Continuing through December 19, 2014
Organized by the Aperture Foundation, the traveling exhibition "Petrochemical America" reveals, bit by bit through a series of large scale photographs and elegantly designed visual narratives, the insidious grip of the petrochemical industry over nearly every aspect of contemporary society. The project, a collaboration between noted photographer Richard Misrach and Manhattan-based landscape architect Kate Orff, identifies itself as an artifact of the petroleum economy it implicates. In illustrating the inescapable presence of petrochemicals, the exhibition acknowledgments disclose the use of chemicals necessary in every step of the exhibition, from Misrach’s photographic process to Orff’s smartly designed graphic substrates and a hanging Plexiglas display — a substitute for the traditional glass vitrine — that deftly offers a view into the planning and creation of the exhibition.

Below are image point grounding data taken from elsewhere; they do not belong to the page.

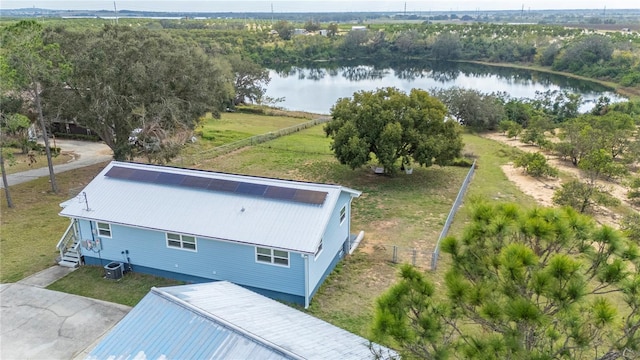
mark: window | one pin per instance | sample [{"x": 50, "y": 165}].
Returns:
[
  {"x": 272, "y": 256},
  {"x": 343, "y": 214},
  {"x": 104, "y": 229},
  {"x": 181, "y": 241},
  {"x": 319, "y": 250}
]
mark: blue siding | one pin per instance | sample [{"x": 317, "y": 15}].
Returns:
[
  {"x": 214, "y": 260},
  {"x": 333, "y": 242},
  {"x": 296, "y": 299}
]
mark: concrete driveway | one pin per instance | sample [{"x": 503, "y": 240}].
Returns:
[
  {"x": 36, "y": 323},
  {"x": 84, "y": 153}
]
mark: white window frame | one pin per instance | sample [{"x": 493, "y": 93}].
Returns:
[
  {"x": 343, "y": 214},
  {"x": 319, "y": 250},
  {"x": 107, "y": 232},
  {"x": 272, "y": 256},
  {"x": 180, "y": 241}
]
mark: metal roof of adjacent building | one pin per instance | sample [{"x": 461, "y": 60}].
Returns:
[
  {"x": 256, "y": 220},
  {"x": 221, "y": 320}
]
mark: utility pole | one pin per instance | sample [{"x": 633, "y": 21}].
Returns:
[{"x": 115, "y": 11}]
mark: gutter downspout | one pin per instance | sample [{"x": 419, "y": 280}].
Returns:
[{"x": 306, "y": 281}]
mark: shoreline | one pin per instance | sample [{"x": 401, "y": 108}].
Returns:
[{"x": 626, "y": 92}]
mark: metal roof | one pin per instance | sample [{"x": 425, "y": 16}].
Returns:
[
  {"x": 256, "y": 220},
  {"x": 221, "y": 320}
]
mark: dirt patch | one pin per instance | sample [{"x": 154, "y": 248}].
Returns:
[
  {"x": 542, "y": 190},
  {"x": 539, "y": 189}
]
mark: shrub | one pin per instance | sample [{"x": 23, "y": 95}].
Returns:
[{"x": 582, "y": 197}]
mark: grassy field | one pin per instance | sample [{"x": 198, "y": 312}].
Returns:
[
  {"x": 30, "y": 231},
  {"x": 21, "y": 162},
  {"x": 407, "y": 211},
  {"x": 237, "y": 126},
  {"x": 89, "y": 281}
]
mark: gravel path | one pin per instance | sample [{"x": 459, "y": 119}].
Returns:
[{"x": 84, "y": 153}]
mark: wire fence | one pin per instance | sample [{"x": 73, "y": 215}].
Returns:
[
  {"x": 419, "y": 258},
  {"x": 452, "y": 213},
  {"x": 251, "y": 141}
]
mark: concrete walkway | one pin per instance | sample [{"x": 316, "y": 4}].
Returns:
[
  {"x": 36, "y": 323},
  {"x": 84, "y": 153}
]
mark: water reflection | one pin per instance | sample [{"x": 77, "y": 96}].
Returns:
[{"x": 316, "y": 89}]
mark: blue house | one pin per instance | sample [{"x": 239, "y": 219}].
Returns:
[
  {"x": 279, "y": 238},
  {"x": 221, "y": 320}
]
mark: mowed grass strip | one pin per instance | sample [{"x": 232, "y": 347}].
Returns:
[
  {"x": 89, "y": 281},
  {"x": 238, "y": 126},
  {"x": 407, "y": 211},
  {"x": 30, "y": 231}
]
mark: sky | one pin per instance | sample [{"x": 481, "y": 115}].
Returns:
[{"x": 318, "y": 6}]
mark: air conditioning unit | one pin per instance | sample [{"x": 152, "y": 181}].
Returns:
[{"x": 113, "y": 270}]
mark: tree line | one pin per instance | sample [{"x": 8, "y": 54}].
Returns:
[{"x": 115, "y": 79}]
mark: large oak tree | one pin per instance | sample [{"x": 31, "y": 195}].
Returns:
[
  {"x": 125, "y": 79},
  {"x": 392, "y": 126},
  {"x": 28, "y": 65}
]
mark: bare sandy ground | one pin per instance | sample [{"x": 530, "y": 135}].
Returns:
[{"x": 542, "y": 189}]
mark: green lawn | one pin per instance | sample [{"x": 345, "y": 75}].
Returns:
[
  {"x": 89, "y": 281},
  {"x": 21, "y": 162},
  {"x": 406, "y": 211},
  {"x": 237, "y": 126},
  {"x": 30, "y": 231}
]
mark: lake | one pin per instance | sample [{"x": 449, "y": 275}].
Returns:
[{"x": 317, "y": 89}]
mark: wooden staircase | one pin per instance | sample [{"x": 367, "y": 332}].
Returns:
[{"x": 69, "y": 248}]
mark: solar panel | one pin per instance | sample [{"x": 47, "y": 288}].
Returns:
[
  {"x": 281, "y": 193},
  {"x": 223, "y": 185},
  {"x": 169, "y": 179},
  {"x": 310, "y": 197},
  {"x": 237, "y": 187},
  {"x": 251, "y": 189},
  {"x": 119, "y": 172},
  {"x": 144, "y": 175},
  {"x": 196, "y": 182}
]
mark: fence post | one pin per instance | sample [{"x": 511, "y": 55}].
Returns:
[
  {"x": 434, "y": 260},
  {"x": 454, "y": 209}
]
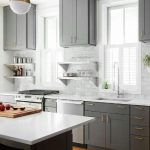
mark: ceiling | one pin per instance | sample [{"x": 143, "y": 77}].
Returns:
[{"x": 6, "y": 2}]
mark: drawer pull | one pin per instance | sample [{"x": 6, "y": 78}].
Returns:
[
  {"x": 139, "y": 128},
  {"x": 139, "y": 108},
  {"x": 122, "y": 107},
  {"x": 139, "y": 138},
  {"x": 90, "y": 104},
  {"x": 139, "y": 118}
]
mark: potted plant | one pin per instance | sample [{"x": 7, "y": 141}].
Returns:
[{"x": 146, "y": 61}]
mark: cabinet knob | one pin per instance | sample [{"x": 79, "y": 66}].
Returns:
[
  {"x": 139, "y": 118},
  {"x": 90, "y": 104},
  {"x": 138, "y": 128},
  {"x": 139, "y": 108}
]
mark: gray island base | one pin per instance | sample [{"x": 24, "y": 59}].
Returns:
[
  {"x": 42, "y": 131},
  {"x": 59, "y": 142}
]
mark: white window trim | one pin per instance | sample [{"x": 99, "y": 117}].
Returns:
[
  {"x": 42, "y": 13},
  {"x": 105, "y": 5}
]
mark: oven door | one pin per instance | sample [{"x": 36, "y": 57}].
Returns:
[{"x": 30, "y": 104}]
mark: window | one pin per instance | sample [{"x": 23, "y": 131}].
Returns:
[
  {"x": 122, "y": 49},
  {"x": 51, "y": 54}
]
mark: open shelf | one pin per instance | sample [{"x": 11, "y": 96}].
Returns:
[
  {"x": 65, "y": 79},
  {"x": 13, "y": 66},
  {"x": 19, "y": 77},
  {"x": 65, "y": 65}
]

Misrach’s immersive photographs, taken along the waterways and the communities around the Mississippi River, range from documentary to moody and foreboding. Some, like "Hazardous Waste Containment Site, Dow Chemical Corporation, Mississippi River, Plaquemine, Louisiana," evoke scenes from Andrei Tarkovsky’s 1979 film, “Stalker,” which was filmed at an abandoned hydroelectric plant downstream from a chemical factory. Orff’s graphics demonstrate, with cumulative effect, the pervasiveness of petroleum as it cycles through our water, soil and food chain. The final blow falls with the dawning realization of the global effect. A stylized world map, littered with Orff’s icons representing various oil refineries, chemical effluents and industrial waste products reveals concentrations of carcinogens and environmental threats on every continent and every coastline.